Resiliência de toda uma vida
Alex Medeiros – Jornalista e Escritor (@alexmedeiros1959) Texto publicado na Tribuna do Norte O rádio valvulado do meu pai dizia que chovia fino no Rio de Janeiro naquela tarde de 27 de junho de 1971.

Alex Medeiros - Jornalista e Escritor (@alexmedeiros1959) Texto publicado na Tribuna do Norte
O rádio valvulado do meu pai dizia que chovia fino no Rio de Janeiro naquela tarde de 27 de junho de 1971. Ainda com as roupas carregadas do cheiro de pólvora das brincadeiras juninas, eu colei o ouvido e o coração na transmissão da final do Campeonato Carioca, na espera da conquista de um título que onze entre dez jornalistas previam para o Botafogo.
O Glorioso fizera uma campanha inquestionável e chegou na final diante de um Fluminense inferior. Mas durante o jogo, a supremacia alvinegra não se transformava em gol e o tricolor lutava tentando igualar a posse de bola. Anos antes, Nelson Rodrigues (pó de arroz doente) criara a figura do “Sobrenatural de Almeida”, uma alma penada a vagar nas arquibancadas do Maracanã.
O fantasma era responsável por tudo de ruim que ocorria no grande estádio, como o Maracanazzo em 1950 e outras decepções que lá acontecem até hoje, como vemos nas várias derrotas do Flamengo para adversários medianos.
Voltemos à tarde fatídica de 1971, quando aos 43 minutos do segundo tempo uma bola cruzou o céu da área botafoguense, o goleiro Ubirajara subiu e foi deslocado no ar como uma pipa no cerol. A bola sobrou para o gol de Lula.

Encolhido numa cadeira e debruçado no balcão da cozinha onde estava o rádio, eu experimentei aos 12 anos um dos piores impactos emocionais da puberdade. Dormi úmido de lágrimas e não saí de casa na segunda-feira.
Mal sabia aquele pivete que seis meses depois a tragédia se repetiria, em 19 de dezembro, quando o grande time de craques da Estrela Solitária sofreria nova derrota, na final do Campeonato Nacional contra o Atlético Mineiro.
As feridas de junho ainda coçavam no corpo magricela, mas a ilusão da paixão, renascida das cinzas de São João, renovava-se na fé e magia do Natal. E de novo me prostrava diante do rádio paterno. O Botafogo em modo Papai Noel.
Mas o meu Papai Noel não veio, como na canção natalina, e um novo choque de realidade aconteceu nos dois gols do artilheiro Dario para o Galo. A dor lancinante no meu orgulho, exatamente como aquela de junho no gol do Flu.
Cresci fiel ao time da Estrela Solitária, mas os dois reveses de 1971 acompanharam a alma botafoguense de pessimismo imortal, como sentenciara a crônica do velho Nelson. E na sombra do augúrio de Paulo Mendes Campos.
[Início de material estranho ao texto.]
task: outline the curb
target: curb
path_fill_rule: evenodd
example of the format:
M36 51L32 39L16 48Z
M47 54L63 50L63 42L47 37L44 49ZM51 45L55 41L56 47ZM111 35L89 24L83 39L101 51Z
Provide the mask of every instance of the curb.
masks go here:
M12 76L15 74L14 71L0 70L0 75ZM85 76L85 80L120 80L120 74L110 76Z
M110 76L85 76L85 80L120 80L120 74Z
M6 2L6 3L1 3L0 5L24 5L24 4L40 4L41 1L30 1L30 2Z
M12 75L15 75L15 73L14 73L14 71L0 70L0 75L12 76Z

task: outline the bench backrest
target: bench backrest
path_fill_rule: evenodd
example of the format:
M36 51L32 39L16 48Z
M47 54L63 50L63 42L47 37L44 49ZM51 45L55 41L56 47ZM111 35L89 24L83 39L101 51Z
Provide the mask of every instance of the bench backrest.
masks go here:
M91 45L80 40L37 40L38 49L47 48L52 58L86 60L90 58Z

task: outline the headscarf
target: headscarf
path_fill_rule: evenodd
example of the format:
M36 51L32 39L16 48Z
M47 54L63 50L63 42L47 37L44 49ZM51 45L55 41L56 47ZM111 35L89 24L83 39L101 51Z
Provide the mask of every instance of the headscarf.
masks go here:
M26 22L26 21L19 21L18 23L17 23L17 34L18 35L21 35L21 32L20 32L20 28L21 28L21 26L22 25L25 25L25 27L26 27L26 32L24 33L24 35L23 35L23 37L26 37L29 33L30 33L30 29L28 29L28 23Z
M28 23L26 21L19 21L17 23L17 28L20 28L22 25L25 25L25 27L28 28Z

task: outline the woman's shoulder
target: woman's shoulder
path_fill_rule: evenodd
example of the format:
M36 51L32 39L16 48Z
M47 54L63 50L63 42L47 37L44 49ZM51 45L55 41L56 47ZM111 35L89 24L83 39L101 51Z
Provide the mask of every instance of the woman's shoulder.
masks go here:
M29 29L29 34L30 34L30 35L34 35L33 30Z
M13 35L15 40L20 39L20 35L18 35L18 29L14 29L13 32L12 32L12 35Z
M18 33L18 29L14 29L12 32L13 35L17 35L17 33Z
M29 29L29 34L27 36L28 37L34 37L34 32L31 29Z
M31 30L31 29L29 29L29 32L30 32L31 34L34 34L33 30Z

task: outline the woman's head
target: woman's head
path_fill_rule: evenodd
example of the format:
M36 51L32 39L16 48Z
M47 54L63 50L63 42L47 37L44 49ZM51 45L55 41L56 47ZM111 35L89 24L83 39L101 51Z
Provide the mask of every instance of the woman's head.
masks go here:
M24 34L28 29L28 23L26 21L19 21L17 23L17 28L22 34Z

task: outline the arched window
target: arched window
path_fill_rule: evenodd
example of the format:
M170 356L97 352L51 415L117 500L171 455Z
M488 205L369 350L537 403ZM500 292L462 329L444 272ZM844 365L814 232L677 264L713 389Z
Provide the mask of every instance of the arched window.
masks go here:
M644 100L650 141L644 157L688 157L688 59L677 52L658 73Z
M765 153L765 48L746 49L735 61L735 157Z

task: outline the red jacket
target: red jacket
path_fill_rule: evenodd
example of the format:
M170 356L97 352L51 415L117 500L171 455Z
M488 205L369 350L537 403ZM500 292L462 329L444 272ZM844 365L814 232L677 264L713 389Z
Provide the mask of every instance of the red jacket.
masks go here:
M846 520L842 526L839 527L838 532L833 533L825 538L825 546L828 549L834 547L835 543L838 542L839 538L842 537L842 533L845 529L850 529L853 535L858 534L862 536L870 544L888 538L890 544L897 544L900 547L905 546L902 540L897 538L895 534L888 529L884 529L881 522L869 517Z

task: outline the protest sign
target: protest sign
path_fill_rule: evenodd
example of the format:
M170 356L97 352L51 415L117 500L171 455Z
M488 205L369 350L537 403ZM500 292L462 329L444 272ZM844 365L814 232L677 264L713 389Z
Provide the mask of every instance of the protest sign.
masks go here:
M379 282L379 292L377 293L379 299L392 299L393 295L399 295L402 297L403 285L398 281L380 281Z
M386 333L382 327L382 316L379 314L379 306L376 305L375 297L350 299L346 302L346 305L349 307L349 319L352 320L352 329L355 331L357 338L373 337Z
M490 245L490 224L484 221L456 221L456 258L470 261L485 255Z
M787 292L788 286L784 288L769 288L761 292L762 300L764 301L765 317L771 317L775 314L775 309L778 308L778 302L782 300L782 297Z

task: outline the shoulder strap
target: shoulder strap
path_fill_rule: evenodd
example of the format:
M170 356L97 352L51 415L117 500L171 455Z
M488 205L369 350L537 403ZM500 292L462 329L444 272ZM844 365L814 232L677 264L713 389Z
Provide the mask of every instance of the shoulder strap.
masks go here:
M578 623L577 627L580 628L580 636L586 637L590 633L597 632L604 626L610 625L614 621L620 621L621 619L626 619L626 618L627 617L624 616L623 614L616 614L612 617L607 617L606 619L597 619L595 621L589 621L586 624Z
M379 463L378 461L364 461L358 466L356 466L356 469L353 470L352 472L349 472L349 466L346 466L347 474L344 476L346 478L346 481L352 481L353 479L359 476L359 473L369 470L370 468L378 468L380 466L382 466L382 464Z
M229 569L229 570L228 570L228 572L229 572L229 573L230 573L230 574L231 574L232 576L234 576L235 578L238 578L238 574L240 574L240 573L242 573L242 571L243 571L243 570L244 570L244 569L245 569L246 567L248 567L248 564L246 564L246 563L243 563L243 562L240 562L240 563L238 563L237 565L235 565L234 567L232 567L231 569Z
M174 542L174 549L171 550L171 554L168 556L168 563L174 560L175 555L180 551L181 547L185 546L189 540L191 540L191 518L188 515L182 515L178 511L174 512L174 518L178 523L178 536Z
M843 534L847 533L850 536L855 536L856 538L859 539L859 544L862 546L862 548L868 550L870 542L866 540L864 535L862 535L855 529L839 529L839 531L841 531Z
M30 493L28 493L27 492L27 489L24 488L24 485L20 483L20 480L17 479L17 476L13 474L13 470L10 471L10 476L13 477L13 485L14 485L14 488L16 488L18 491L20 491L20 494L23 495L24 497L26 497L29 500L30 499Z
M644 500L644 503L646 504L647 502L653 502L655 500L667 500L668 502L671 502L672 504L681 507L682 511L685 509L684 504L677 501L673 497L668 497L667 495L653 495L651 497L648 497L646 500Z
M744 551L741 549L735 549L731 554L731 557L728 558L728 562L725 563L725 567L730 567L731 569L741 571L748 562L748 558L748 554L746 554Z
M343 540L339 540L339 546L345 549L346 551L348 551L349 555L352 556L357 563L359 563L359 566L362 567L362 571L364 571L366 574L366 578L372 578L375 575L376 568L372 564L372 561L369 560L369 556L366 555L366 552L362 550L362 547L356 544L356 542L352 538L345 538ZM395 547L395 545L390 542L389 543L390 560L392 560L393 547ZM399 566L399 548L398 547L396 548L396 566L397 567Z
Nem mesmo a Era Túlio foi suficiente para sanar as feridas da meninice, em que pese a maravilha extemporânea do segundo título nacional, esperado desde 1968. O time gigante da infância foi encolhendo e se desconstruiu.
Os anos foram passando e nós torcedores acumulando sustos e frustrações, engasgados em “quase” e “foi por pouco”. E apesar do time descer da prateleira dos campeões, era preciso manter o pacto de fidelidade do passado.
Eu acho que assim como o Universo envia sinais, a vida às vezes nos pede desculpas. E mais de meio século depois, o tempo das glórias estelares me colocou diante de um outro dezembro e um outro junho, em 2024 e 2025.

O Botafogo venceu a inédita Taça Libertadores contra aquele Atlético do gol furtivo de 1971 e papou o Brasileirão com um tricampeonato exemplar. Juntos e separados no tempo-espaço eu me abracei com o eu menino que chorava.
E na quinta-feira, feriado nacional, em mais um junho frio, os dois eus lavaram a alma assistindo um Botafogo encarnado nos heróis do passado e vencendo o melhor time do mundo. Nunca deixei de acreditar que nas derrotas da vida a paixão sempre acha um jeito de vencer. E isso acontece com o Botafogo.